Maladaptive daydreaming often begins as an escape. Something in real life is too overwhelming to handle, and so we escape from it by immersing ourselves in fantasy. That can be the case even for children. Their daydreaming is a way to avoid a problem. Expecting them to stop daydreaming if you haven’t solved that problem is just going to make things worse.
My daydreaming first became maladaptive when I was eight years old. The problem was that I didn’t have any friends – so I made them up. And then, of course, I was happy with my imaginary friends so I felt no need to make real ones. And so my daydreaming remained maladaptive throughout most of my teenage years. Eventually I made some real-life friends whose company I enjoyed more than daydreaming, and then my daydreaming gradually faded into the background.

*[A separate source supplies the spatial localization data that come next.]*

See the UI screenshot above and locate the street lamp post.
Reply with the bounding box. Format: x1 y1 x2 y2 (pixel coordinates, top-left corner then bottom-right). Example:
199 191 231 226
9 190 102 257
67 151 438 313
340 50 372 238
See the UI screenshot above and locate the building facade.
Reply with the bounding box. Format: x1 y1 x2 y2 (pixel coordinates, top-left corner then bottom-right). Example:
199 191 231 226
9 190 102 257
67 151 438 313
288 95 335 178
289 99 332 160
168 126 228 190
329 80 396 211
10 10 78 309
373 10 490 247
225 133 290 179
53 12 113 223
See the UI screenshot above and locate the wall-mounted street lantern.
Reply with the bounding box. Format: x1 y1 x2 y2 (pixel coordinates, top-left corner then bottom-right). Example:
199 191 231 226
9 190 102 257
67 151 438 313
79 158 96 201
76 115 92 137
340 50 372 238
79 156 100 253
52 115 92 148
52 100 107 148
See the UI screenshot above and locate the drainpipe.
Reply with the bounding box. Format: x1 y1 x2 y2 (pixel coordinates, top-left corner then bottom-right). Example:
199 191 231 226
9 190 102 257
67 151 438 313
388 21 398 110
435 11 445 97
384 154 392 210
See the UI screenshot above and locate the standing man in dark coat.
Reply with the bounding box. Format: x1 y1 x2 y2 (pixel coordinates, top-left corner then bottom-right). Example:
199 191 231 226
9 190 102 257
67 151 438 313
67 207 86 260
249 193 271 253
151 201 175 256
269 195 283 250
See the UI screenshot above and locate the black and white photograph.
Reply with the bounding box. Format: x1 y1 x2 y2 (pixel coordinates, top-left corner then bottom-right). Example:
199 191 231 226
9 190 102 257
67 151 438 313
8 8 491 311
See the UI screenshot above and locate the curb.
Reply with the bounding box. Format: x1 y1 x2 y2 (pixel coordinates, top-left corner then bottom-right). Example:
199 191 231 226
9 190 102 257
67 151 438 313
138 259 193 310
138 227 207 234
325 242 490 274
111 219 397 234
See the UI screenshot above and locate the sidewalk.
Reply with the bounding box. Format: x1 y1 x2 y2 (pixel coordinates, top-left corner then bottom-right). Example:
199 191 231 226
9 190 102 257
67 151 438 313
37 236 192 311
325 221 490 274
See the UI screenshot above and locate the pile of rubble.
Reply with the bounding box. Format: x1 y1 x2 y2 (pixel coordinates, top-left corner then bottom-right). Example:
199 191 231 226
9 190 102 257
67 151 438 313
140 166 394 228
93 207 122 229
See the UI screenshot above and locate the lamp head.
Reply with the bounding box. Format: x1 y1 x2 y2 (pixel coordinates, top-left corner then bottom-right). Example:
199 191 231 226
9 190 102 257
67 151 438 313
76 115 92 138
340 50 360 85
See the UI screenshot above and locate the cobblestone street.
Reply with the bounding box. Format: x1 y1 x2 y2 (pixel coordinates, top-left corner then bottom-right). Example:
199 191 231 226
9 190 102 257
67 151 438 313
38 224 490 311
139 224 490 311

If my parents had tried to stop me daydreaming without understanding and helping me with the loneliness I was escaping from, I’d have ended up resenting them for trying to take away the only friends I had.
As a parent, you might be able to see that your child’s daydreaming is preventing them from making the most of real-life opportunities. But unless your child can see that too and unless your child wants to stop daydreaming, making their daydreaming into something “bad” is unlikely to help. Somehow you need to figure out what it is that your child is escaping from, and help them fix that. If you can do that, there’s a good chance their daydreaming will subside on its own.